History of the Stagecoach Inn
(Oldest Inn in America)
(Courtesy of Stagecoach Inn, Groton)
Click here to go to Stagecoach Inn web site

128 Main St, Groton, MA 01450
(978) 448-5614

 The Reverend Samuel Willard proprietor and first Minister of the town of Groton was the first owner of the land on which the Inn stands today. The town of Groton was probably named for the ancestral home of John Winthrop's family. The main building was the home of Rev. Samuel Dana. He was dismissed from the church and town for preaching a warm defense of George III. During King Phillips war, forty homes were destroyed by the Indians, the Dana House among them. The home was later rebuilt and successfully defended in 1694. One of the of the five houses not burned was Richardson Tavern, which was erected in 1678 and a section of it was rolled up to the Inn and attached.

 In 1714, the towns third meeting house was moved and became part of the Inn in 1754. Use of the building as a Revolutionary tavern dates to the period 1765 to 1770. Innholders in that period were captain Jephthal Richardson and Captain Jonathan Keep.

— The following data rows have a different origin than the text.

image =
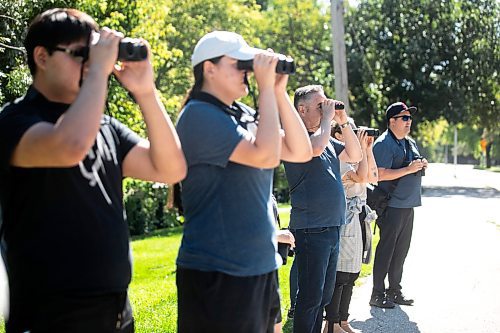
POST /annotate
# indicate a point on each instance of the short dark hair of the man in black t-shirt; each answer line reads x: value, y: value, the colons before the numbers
x: 57, y: 26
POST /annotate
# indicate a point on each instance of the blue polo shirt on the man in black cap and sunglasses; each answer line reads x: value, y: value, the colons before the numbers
x: 390, y: 153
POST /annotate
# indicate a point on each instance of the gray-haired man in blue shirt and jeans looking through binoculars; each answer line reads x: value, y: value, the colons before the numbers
x: 318, y: 204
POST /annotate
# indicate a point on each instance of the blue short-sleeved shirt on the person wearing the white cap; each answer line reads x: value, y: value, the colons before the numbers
x: 229, y: 224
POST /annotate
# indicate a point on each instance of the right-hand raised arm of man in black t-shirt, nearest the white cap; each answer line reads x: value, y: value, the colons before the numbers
x: 160, y: 158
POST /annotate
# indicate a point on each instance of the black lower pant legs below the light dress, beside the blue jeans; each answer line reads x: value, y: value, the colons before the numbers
x: 338, y: 309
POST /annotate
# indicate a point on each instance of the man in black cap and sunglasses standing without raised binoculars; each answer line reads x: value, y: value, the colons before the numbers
x: 400, y: 169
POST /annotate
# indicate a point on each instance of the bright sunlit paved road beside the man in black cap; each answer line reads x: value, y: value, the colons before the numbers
x: 453, y: 268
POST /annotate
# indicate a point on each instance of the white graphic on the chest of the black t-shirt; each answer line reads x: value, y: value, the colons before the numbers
x: 99, y: 153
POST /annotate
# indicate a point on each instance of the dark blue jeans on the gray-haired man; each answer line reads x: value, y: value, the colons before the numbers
x: 317, y: 251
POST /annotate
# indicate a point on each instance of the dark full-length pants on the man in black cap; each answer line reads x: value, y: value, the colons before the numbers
x: 395, y: 236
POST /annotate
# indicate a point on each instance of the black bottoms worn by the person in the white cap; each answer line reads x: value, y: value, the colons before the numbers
x: 214, y: 302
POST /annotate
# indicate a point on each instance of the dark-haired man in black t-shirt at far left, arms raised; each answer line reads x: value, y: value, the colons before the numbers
x: 61, y: 168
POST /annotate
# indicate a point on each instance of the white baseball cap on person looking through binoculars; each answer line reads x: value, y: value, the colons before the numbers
x: 220, y: 43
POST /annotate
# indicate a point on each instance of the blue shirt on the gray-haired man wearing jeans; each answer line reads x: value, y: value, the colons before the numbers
x: 316, y: 191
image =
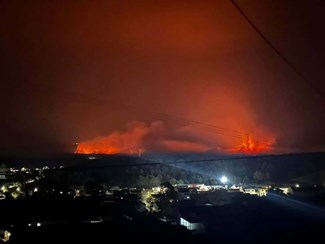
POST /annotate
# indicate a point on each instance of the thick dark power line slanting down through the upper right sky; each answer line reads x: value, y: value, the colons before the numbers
x: 269, y: 43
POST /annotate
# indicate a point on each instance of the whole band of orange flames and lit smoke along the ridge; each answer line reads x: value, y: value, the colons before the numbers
x: 139, y: 137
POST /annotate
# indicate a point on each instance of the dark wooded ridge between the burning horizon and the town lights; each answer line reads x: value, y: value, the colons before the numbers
x: 151, y: 170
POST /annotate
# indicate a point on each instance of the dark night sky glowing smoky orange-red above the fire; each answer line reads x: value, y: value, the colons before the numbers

He named the tavern “Captain Keep 's Tavernstand .''

 Next were Captain Keep's brothers, Isaiah and Joseph, who were landlords until 1798. After that the history gets a bit confusing. Apparently, in 1798 Joseph Hoar sold Emerson Tavern (then called “Mr. Hoar's Hotel “). To acquire the inn, Mr. Hoar ran the Inn until 1843, except in 1836 when Moses Gill and his brother-in-law, Henry Lewis Lawrence, were landlords.

 The Inn then became a Temperance House under Mr. Thomas Treadwell Farnsword until 1852. Daniel Hunt was the Keeper of the Inn from 1852 to 1884 when it was known as “Hunt's Tavern''. James Minot Colburn took over in 1854, naming the Inn, “Colburn’s Tavern”.

 The list of historic personages who left their names in the Inn 's register is impressive. It includes President Ulysses S. Grant, Longfellow, Luther Burbank, Andrew Carnegie, Henry Ward Beecher, President Grover Cleveland and Alice and Eleanor Roosevelt. William Howard Taft stayed at the Inn on Election night in 1908.

From 1797 to 1847 the Inn was the meeting place of St. Paul's Masonic Lodge. Grand Master Paul Revere presided over the installation ceremonies during this period. Masons have acknowledged the Inn as the nation's oldest Masonic meeting place. The Inn was also a stopover for stagecoaches from all over New England which is why it was renamed from Groton Country Inn to Stagecoach Inn as we know it today.

 Today the Inn is owned and operated by George Pergantis, also Master Chef at the Inn. Born in Greece in 1930, on the island of Andros, he worked as a furniture maker and then was 3rd Captain on a Greek ship. He married and had three sons. He has been renovating the Inn since 1977. Opening day of the Inn was December 15, 1990, which marked a new era in the history of the Inn.

Mr. Pergantis hopes the Inn will be as it was in the past to the citizen of Groton and neighboring towns. A meeting place for friends to enjoy, whether to have a family function or a quiet dinner or overnight stay in one of the hand hewed pine canopy beds made by George himself.